Ujaran Toxic Masculinity di Media Sosial: Analisis Isi Kualitatif Komentar pada Akun Instagram Emil Mario
Abstract
Instagram menjadi ruang penting dalam membentuk dan menegosiasikan konstruksi gender,
termasuk maskulinitas. Fenomena toxic masculinity muncul sebagai bentuk permasalahan sosial
yang membentuk pola perilaku dan cara pandang tertentu terhadap laki-laki di ruang digital.
Penelitian ini bertujuan untuk mengidentifikasi dan menganalisis bentuk-bentuk ujaran toxic
masculinity yang muncul dalam komentar pengguna pada konten Instagram Emil Mario.
Metode yang digunakan adalah analisis isi kualitatif terhadap 160 komentar dari 10 postingan
Emil Mario dalam rentang Januari sampai Juni 2025. Hasil penelitian memperlihatkan toxic
masculinity ditampilkan dalam lima bentuk tema, diantaranya stereotip gender yang digunakan
untuk memberi label negatif kepada laki-laki feminin, agresi dan kekerasan verbal yang
diperlihatkan melalui bentuk ejekan atau kata-kata kasar, objektifikasi (penilaian objek fisik)
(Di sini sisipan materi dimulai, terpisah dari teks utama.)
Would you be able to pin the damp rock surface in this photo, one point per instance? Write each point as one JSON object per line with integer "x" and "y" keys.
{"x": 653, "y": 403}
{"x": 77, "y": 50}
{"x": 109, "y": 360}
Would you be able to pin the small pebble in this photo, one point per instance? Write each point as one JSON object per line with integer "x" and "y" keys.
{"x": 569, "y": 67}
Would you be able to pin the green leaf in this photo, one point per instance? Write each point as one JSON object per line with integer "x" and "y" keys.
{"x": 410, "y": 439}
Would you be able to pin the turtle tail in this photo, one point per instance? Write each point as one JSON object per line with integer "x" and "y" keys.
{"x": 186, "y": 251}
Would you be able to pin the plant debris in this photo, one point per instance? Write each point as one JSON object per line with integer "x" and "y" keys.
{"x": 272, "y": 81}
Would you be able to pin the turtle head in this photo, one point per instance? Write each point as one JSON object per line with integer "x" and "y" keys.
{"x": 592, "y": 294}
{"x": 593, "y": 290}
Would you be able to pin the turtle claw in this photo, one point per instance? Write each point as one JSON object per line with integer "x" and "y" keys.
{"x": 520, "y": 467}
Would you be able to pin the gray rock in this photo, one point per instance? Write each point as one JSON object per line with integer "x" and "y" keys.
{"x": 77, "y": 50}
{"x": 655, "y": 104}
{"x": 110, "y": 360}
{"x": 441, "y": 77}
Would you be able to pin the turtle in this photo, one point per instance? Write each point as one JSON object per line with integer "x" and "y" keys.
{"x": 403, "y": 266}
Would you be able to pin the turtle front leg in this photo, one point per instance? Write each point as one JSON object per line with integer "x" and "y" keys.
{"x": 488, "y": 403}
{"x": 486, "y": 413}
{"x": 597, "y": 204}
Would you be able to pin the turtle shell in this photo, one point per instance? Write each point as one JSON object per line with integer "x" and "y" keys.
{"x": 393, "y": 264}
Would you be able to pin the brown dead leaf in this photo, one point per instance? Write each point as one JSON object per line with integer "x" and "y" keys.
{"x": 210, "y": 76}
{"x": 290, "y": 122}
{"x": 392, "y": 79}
muncul melalui penilaian bentuk tubuh atau atribut fisik seperti penggunaan make up atau objek
seksual tertentu, dominasi dan kontrol terhadap orang lain hadir dalam dorongan untuk
mengatur perilaku orang lain, terakhir penolakan terhadap perilaku feminin, tercermin dalam
penegasan bahwa laki-laki sejati tidak boleh menunjukkan sisi feminin. Istilah “boti” menjadi
kata yang paling sering digunakan sebagai simbol negatif terhadap laki-laki feminin. Penelitian
ini menyimpulkan bahwa toxic masculinity sebagai makna latent masih direproduksi secara kuat
dalam ruang digital, khususnya Instagram. Implikasi penelitian menekankan pentingnya literasi
media dan pendidikan gender untuk meminimalisasi dampak negatif toxic masculinity serta
menciptakan ruang digital yang lebih aman. Penelitian ini diharapkan dapat memberikan
kontribusi bagi kajian Ilmu Komunikasi digital dan gender, serta dapat menjadi landasan bagi
penelitian selanjutnya mengenai ujaran toxic masculinity di media sosial Indonesia.